Die lange Zeit für unüberwindbar erachtete Schwierigkeit schien darin zu bestehen, daß in Fragen der Moral und Politik streng arithmetische, quantitativ ermittelbare Ergebnisse wie in den Naturwissenschaften nicht zu erzielen waren, weshalb am Ende das resignative Fazit stand, daß es mathematisch nicht ermittelbar sei, durch welche Handlungen oder politischen Maßnahmen die maximale Lust- und Glückserfahrung eines Individuums oder eines Großkollektivs herbeigeführt werden könne.

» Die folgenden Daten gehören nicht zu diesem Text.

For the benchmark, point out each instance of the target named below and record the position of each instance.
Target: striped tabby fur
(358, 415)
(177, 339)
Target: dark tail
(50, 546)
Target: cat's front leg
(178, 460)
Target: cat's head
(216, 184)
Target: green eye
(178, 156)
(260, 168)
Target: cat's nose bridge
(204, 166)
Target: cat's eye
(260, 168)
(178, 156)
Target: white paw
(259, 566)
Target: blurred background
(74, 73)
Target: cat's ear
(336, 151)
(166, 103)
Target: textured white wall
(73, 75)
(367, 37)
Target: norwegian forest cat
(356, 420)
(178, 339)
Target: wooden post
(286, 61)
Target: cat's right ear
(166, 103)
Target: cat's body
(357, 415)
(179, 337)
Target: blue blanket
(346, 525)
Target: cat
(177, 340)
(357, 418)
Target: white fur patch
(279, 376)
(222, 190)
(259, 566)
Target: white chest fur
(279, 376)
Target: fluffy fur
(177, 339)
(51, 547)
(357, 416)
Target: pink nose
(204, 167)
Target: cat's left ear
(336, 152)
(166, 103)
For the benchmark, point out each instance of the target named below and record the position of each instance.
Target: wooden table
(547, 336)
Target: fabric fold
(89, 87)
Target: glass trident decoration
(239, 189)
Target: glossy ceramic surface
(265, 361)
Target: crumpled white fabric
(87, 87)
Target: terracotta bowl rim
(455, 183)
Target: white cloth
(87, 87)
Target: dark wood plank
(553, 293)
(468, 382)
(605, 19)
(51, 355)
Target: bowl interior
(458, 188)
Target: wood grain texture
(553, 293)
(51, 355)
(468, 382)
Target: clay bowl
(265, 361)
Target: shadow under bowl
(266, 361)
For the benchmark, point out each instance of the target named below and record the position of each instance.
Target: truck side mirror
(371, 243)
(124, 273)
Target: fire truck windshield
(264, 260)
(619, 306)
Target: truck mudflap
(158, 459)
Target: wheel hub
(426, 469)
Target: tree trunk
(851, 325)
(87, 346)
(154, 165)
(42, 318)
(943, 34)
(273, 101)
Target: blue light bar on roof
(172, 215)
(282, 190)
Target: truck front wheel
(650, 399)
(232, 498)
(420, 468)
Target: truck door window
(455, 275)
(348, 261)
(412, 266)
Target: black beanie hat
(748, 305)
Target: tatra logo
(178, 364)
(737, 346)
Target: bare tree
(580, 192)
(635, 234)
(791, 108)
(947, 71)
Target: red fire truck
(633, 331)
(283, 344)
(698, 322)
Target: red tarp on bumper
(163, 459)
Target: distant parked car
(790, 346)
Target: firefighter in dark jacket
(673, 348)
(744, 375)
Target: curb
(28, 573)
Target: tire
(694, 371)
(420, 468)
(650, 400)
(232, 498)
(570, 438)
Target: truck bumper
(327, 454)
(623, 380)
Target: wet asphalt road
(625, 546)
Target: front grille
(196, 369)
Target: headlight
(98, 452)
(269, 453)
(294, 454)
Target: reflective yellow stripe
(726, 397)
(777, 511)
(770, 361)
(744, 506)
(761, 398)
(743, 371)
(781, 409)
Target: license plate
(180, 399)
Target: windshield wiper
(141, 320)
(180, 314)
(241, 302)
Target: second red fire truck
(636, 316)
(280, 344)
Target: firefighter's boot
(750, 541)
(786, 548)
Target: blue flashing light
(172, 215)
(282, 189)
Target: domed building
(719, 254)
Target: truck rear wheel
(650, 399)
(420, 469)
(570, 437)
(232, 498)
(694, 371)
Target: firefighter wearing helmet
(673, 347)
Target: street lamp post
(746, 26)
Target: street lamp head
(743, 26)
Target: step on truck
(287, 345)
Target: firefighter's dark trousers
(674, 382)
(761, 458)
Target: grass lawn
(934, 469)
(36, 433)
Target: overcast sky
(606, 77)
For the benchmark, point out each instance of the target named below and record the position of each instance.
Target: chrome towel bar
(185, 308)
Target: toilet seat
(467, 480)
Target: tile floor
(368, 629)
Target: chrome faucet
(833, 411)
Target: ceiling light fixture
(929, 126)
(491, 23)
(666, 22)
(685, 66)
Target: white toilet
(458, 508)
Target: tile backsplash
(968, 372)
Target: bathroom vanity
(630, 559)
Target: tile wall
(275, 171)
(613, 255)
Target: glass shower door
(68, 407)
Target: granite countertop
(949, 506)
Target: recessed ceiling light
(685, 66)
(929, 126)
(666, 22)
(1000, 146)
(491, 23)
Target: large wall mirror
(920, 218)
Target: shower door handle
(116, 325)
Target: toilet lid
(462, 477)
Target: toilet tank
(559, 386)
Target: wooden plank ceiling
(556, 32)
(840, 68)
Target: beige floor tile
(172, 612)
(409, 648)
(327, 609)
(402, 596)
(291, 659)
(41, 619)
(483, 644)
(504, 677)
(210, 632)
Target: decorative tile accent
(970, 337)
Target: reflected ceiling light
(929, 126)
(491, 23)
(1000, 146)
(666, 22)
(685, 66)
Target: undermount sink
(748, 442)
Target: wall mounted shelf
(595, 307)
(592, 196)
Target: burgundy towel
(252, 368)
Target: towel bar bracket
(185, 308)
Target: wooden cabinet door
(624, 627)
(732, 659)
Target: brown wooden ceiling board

Dies ändert sich indes im Zeitalter der Digitalität und der Künstlichen Intelligenz, das die Techniken und Mittel bereitstellt, um entsprechende Schwierigkeiten zu überwinden: Denn nun stehen Algorithmen zur Verfügung, die imstande sind, aus dem Nutzerverhalten des (surfenden) Subjekts diejenigen Inhalte abzuleiten, die ihm maximale Momente des Glücks und der Zufriedenheit darbieten. Computerisierte Rechenprozesse sind in der Lage, aus der Verlaufsgeschichte abgerufener Inhalte, ja aus der von Kameras eingefangenen Mimik des Users denjenigen Content zu ermitteln und auszuwählen, der das Belohnungssystem des Nutzers paßgenau bedient.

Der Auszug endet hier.